Hace unos días, en una entrevista a pie de calle emitida por un conocido programa de TV, se preguntaba a unos chicos veinteañeros por la fecha de las próximas elecciones y el nombre de determinados políticos. La mayoría no supo contestar o cometió errores de bulto, lo cual supongo que bastó para que muchos telespectadores se reafirmaran en su opinión acerca de la ignorancia y el desinterés de los jóvenes con respecto a la política.

Yo dudo mucho que esa opinión tenga fundamento; y el que, pese a todo, se sostenga, confirma la mía acerca de la mayor ignorancia de los que la mantienen. ¿Cómo explicar, si no, que crean que «saber de política» dependa de conocer la fecha de unos comicios o una lista de nombres de expresidentes del gobierno?… Es algo tan absurdo como suponer que «saber medicina» depende de conocer la fecha de tu próxima revisión médica y los nombres de los doctores que te han atendido. Y sí, ya sé que la medicina no es exactamente lo mismo que la política -tal vez haya un poco más de desacuerdo con respecto a lo que es bueno para la sociedad que con respecto a lo que es bueno para un cuerpo-, pero, en cualquier caso, me aceptarán que la política tiene que ser algún tipo de saber (un tanto más sofisticado que el de retener una lista de nombres o fechas).
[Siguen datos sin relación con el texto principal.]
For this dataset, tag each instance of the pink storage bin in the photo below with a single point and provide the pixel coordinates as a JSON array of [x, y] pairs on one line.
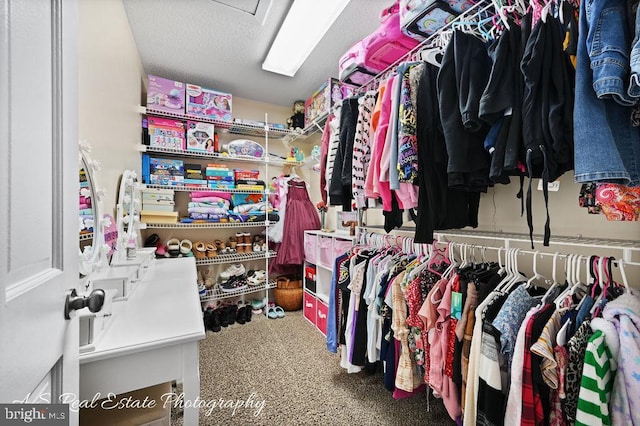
[[321, 320], [310, 247], [326, 252], [309, 308], [340, 247]]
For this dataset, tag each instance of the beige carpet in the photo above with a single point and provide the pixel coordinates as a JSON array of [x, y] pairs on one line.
[[282, 373]]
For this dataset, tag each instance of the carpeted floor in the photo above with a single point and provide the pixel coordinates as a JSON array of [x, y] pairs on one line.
[[278, 372]]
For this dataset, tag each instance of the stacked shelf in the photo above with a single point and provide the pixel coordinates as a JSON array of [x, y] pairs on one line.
[[216, 294], [237, 257]]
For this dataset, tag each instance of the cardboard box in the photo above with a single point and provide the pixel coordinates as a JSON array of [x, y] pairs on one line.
[[166, 133], [160, 171], [147, 216], [165, 95], [200, 136], [208, 103], [322, 100]]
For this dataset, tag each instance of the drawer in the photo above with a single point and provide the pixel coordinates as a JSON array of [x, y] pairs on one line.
[[326, 251], [322, 312], [340, 247], [310, 247], [309, 308]]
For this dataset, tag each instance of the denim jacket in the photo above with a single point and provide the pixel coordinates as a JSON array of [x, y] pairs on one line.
[[608, 45], [607, 146]]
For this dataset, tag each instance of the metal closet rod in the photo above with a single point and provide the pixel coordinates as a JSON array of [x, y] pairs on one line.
[[393, 240], [466, 14]]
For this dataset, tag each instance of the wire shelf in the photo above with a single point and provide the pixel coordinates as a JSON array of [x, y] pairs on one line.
[[191, 189], [236, 128], [86, 236], [237, 257], [217, 294], [205, 225], [218, 156]]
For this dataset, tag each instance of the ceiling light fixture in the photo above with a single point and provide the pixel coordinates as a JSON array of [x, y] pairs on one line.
[[306, 23]]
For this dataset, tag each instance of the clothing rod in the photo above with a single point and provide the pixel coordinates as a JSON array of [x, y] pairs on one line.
[[495, 236], [389, 240], [466, 14]]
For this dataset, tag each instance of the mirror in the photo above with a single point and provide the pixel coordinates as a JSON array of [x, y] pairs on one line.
[[128, 216], [92, 254]]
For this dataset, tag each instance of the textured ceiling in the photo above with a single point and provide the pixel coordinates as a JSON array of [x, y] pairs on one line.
[[221, 44]]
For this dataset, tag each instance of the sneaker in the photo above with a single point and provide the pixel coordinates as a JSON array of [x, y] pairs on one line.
[[232, 271], [233, 284]]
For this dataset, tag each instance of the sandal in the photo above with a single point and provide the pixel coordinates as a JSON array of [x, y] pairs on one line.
[[173, 247], [212, 251], [185, 247], [200, 250]]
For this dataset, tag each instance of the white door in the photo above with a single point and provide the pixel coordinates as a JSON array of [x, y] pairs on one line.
[[38, 199]]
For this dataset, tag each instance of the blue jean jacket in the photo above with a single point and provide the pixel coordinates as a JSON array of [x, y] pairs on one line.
[[607, 146]]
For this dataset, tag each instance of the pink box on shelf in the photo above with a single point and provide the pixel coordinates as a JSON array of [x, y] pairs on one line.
[[166, 133], [200, 136], [208, 103], [165, 95], [331, 92]]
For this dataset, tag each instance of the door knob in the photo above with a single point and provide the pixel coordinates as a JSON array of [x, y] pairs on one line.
[[73, 302]]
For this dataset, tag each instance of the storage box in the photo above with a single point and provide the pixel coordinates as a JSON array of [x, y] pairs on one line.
[[323, 99], [166, 133], [157, 195], [200, 136], [147, 216], [208, 103], [165, 95], [246, 174], [160, 171]]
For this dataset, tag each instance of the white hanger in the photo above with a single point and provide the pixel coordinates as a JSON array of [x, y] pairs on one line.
[[625, 283]]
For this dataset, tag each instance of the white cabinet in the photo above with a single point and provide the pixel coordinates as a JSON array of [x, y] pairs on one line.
[[321, 249]]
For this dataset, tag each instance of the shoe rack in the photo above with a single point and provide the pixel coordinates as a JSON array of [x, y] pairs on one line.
[[209, 232]]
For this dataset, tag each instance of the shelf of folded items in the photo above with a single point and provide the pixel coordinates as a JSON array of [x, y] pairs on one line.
[[216, 293], [205, 225], [235, 127], [218, 156], [86, 236], [193, 189], [237, 257]]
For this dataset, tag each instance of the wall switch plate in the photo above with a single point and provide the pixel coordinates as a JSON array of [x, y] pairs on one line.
[[551, 186]]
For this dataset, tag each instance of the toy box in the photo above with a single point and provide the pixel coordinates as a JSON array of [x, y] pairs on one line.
[[166, 133], [165, 95], [160, 171], [200, 136], [208, 103], [323, 99]]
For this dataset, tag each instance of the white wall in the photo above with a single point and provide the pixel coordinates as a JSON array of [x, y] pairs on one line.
[[109, 84]]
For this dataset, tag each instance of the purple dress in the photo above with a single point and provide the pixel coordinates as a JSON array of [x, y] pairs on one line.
[[300, 216]]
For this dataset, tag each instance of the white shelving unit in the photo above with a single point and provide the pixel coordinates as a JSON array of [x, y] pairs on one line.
[[321, 250], [223, 128]]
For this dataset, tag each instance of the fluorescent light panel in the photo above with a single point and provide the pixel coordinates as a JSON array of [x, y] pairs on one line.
[[306, 23]]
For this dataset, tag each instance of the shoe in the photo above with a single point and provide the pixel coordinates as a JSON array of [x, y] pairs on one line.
[[212, 320], [241, 314], [173, 247], [233, 312], [212, 251], [233, 270], [224, 316], [152, 241], [235, 283], [200, 250], [207, 276]]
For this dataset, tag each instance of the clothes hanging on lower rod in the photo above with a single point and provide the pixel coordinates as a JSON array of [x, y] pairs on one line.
[[495, 347]]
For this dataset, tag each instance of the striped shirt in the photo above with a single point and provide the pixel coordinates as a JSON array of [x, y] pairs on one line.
[[596, 384]]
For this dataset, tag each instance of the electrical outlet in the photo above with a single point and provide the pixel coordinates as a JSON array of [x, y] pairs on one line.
[[551, 186]]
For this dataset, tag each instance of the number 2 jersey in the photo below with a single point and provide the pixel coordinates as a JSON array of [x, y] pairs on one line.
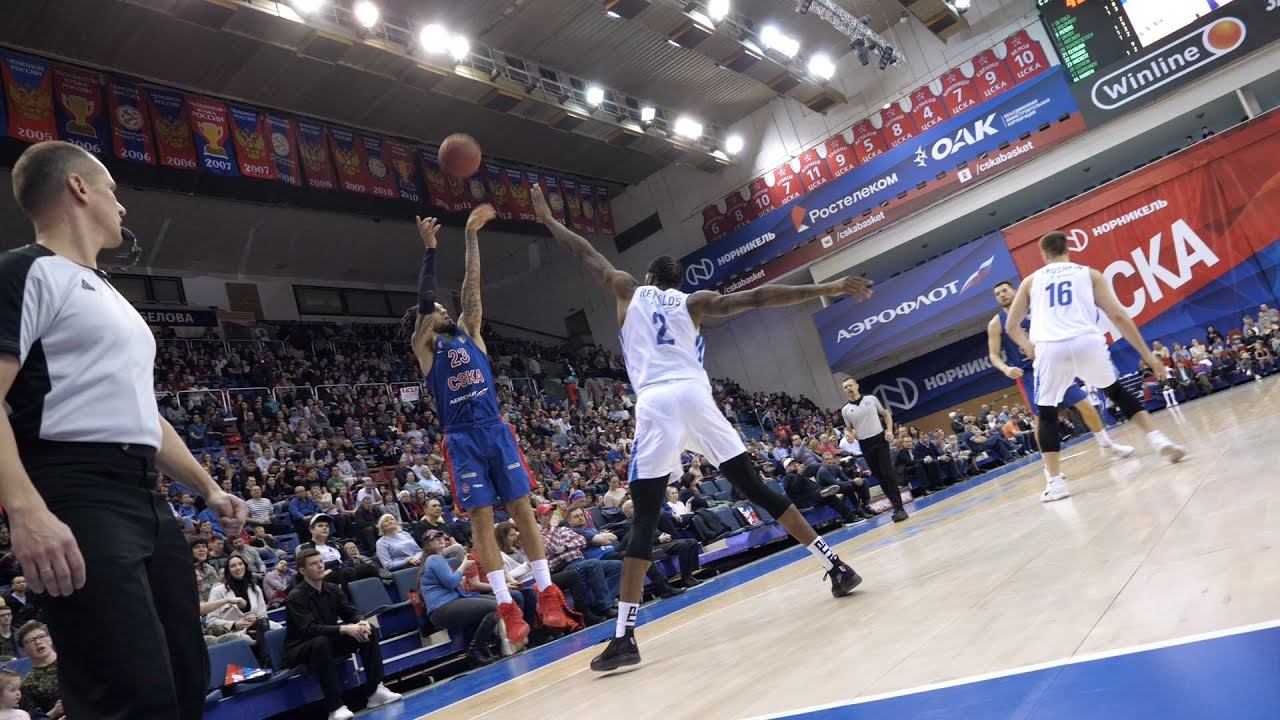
[[1061, 304], [461, 382], [659, 340]]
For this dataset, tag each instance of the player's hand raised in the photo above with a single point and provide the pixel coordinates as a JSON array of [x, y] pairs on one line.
[[480, 217], [540, 208], [426, 229], [854, 286]]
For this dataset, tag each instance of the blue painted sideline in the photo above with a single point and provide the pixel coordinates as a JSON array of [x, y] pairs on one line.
[[460, 688], [1228, 674]]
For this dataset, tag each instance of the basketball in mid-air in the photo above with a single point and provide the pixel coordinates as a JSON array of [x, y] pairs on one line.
[[460, 155]]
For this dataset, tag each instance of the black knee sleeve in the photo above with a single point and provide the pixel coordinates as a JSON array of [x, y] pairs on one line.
[[647, 499], [1124, 400], [743, 474], [1047, 429]]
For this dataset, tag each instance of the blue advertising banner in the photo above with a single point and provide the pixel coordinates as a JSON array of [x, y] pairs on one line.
[[963, 139], [949, 290], [937, 381]]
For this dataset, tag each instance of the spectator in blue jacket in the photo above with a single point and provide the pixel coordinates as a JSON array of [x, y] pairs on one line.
[[302, 506]]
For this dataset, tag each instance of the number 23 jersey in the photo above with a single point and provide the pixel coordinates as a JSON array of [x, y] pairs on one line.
[[659, 340]]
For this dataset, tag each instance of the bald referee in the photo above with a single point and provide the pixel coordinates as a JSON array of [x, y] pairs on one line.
[[863, 415], [80, 452]]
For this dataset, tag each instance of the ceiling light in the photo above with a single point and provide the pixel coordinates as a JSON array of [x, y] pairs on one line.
[[688, 128], [434, 37], [821, 65], [458, 48], [307, 5], [366, 13], [775, 39]]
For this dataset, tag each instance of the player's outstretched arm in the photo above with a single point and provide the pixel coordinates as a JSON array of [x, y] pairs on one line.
[[1106, 301], [608, 277], [424, 332], [1016, 313], [993, 336], [709, 304], [472, 313]]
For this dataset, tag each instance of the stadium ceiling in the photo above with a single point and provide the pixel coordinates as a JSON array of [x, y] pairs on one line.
[[323, 65]]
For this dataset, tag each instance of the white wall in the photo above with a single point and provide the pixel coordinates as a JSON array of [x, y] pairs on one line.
[[780, 350]]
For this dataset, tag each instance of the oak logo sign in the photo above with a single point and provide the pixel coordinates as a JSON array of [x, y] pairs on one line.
[[1185, 54]]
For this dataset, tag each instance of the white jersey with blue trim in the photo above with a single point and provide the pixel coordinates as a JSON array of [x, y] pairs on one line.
[[1061, 304], [659, 340]]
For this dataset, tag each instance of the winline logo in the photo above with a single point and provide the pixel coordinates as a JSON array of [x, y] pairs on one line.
[[1169, 63]]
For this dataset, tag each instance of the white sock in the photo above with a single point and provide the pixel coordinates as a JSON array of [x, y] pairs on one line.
[[627, 613], [498, 579], [542, 574], [822, 551]]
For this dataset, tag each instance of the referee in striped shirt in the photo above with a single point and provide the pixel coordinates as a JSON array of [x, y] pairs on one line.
[[80, 452]]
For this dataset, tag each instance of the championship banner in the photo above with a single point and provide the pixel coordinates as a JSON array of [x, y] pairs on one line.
[[521, 204], [1228, 33], [586, 200], [937, 381], [81, 108], [250, 132], [284, 150], [314, 150], [213, 136], [438, 191], [28, 92], [950, 290], [131, 132], [499, 191], [554, 196], [170, 117], [927, 109], [1185, 242], [382, 182], [606, 206], [575, 208], [348, 156], [991, 74], [400, 158], [984, 141]]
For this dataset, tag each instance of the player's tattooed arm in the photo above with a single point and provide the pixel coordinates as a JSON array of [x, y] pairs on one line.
[[603, 272], [709, 304], [472, 311]]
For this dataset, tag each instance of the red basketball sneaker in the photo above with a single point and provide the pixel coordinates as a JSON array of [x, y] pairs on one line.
[[511, 616], [553, 611]]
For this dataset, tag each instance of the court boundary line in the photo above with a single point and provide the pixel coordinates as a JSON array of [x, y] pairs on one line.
[[1033, 668]]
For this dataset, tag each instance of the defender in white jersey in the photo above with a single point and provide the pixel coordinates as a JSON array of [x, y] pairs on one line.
[[675, 409], [1066, 342]]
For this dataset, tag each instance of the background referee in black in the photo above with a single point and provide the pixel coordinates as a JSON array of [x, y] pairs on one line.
[[862, 417], [78, 458]]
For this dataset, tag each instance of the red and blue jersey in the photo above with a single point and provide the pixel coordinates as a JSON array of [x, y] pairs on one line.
[[461, 381]]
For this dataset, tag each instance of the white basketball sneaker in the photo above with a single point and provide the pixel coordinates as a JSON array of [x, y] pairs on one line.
[[1055, 490], [1116, 450]]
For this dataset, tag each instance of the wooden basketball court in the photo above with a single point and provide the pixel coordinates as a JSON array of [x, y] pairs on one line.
[[979, 583]]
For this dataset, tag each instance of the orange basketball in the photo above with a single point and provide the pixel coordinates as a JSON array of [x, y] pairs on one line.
[[460, 155], [1224, 35]]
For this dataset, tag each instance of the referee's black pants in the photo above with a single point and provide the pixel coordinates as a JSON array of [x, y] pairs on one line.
[[876, 452], [129, 645]]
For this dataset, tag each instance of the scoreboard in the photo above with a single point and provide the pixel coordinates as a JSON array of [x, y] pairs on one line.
[[1095, 33]]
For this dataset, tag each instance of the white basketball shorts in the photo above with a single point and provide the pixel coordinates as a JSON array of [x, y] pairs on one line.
[[1059, 363], [676, 417]]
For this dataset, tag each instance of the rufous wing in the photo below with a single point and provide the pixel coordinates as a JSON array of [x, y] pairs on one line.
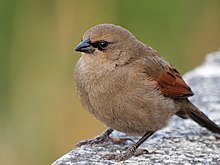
[[172, 84]]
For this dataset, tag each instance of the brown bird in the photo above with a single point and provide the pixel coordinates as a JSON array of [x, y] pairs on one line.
[[126, 85]]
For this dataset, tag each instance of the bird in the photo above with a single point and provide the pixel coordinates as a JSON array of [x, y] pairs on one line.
[[130, 88]]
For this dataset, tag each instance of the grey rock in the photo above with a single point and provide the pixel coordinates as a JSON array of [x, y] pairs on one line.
[[182, 141]]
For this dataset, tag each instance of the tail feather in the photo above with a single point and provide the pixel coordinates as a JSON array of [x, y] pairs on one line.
[[199, 117]]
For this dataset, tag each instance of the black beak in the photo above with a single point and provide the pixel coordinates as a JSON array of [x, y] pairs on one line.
[[85, 46]]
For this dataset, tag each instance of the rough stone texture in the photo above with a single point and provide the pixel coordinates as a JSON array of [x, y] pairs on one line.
[[182, 141]]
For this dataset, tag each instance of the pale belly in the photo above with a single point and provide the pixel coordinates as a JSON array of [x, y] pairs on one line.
[[133, 113]]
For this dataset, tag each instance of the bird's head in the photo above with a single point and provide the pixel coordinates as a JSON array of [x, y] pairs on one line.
[[108, 41]]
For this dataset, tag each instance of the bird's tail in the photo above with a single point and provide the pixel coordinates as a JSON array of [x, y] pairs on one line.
[[191, 111]]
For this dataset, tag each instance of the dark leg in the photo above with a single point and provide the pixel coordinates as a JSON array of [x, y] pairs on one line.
[[102, 138], [97, 140], [130, 151]]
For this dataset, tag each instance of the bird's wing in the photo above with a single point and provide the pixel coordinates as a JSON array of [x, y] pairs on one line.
[[169, 80]]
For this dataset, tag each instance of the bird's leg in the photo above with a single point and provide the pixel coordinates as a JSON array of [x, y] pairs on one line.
[[97, 140], [130, 151], [102, 138]]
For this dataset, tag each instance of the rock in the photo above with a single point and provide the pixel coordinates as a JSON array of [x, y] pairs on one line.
[[182, 141]]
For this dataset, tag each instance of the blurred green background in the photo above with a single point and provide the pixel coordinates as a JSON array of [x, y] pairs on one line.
[[40, 115]]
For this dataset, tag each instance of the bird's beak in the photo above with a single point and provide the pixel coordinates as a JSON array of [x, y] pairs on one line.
[[85, 46]]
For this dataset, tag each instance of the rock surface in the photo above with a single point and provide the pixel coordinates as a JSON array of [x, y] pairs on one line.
[[182, 141]]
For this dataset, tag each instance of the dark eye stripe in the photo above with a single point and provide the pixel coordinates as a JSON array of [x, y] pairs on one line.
[[101, 45]]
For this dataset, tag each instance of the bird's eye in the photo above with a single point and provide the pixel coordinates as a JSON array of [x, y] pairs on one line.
[[102, 45]]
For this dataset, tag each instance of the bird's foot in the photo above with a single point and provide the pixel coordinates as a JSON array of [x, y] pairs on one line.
[[125, 155], [97, 140], [101, 139], [120, 140]]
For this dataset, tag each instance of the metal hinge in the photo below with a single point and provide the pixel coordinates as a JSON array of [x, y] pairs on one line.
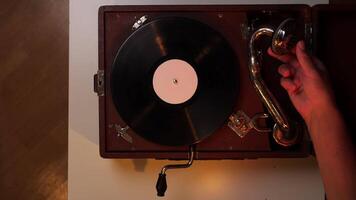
[[308, 34], [99, 83], [246, 31]]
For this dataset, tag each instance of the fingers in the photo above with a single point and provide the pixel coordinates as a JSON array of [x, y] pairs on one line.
[[286, 71], [305, 61], [288, 85]]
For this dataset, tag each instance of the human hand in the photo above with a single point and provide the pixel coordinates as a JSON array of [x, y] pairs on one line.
[[305, 79]]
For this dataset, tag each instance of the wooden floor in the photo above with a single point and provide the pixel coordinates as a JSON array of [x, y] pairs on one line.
[[33, 99]]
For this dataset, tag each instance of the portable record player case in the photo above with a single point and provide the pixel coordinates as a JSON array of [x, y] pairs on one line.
[[320, 26]]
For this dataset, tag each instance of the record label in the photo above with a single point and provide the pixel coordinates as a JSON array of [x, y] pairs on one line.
[[175, 81]]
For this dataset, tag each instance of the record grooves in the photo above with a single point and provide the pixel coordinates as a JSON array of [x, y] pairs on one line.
[[201, 48]]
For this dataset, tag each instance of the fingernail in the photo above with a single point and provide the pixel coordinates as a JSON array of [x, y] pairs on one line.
[[301, 45]]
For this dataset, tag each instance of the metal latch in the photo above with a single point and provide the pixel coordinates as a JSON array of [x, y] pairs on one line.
[[122, 132], [139, 22], [241, 124], [99, 83]]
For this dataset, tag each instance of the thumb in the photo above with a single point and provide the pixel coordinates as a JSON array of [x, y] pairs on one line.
[[303, 57]]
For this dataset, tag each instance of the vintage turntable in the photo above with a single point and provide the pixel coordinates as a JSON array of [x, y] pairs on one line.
[[187, 82]]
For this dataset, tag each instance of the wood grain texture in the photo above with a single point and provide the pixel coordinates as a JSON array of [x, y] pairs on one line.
[[33, 99]]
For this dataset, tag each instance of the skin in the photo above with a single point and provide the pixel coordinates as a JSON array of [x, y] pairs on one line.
[[305, 79]]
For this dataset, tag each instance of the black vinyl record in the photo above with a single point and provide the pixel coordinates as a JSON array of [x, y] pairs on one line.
[[174, 38]]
Si no lo fuera, no cabría acusar a nadie de «ignorarla».

Ahora bien, si la política es un saber -el saber de lo justo y lo injusto, aquel que permite tener criterio a la hora de votar o ejercer el poder- entonces, por difícil que parezca, se podrá enseñar a la gente. Pero, ¿cómo? ¿Quién lo hará? ¿En qué sentido?… Por descontado que tal cosa no se puede dejar simplemente en manos del «entorno». La información de mayor altura (la que no es pura retórica o demagogia) que proporcionan, por ejemplo, los medios, se limita al análisis cuasi «deportivo» de las estrategias de los partidos, pero eso solo muy secundariamente tiene que ver con la política.

Tampoco se trata de ponerse a estudiar «Ciencias Políticas», pues estas se limitan a la descripción de los fenómenos sociales que suponemos «políticos», no a la prescripción o análisis de su legitimidad. En ellas no se trata de «lo justo» sino, a lo sumo, de los medios para realizar políticamente lo que «se cree que lo es».

Ahora bien, ¿es algo «justo» solo porque «creamos que lo es»? ¿Debe atenerse el modelo social a una suma de creencias individuales al respecto? Si pensamos que la política no es un saber capaz de proporcionar un mejor «conocimiento» (que este de las creencias individuales) acerca de lo que es justo, entonces el populismo democrático parece una fórmula consecuente: lo justo será, simplemente, lo que crean los más (aunque, ¿por qué un populismo democrático y no una dictadura? Si todo depende de las creencias injustificables de la mayoría, ¿por qué no iba a «apostar» esa mayoría contra sí misma y romper con el mismo principio de Igualdad?).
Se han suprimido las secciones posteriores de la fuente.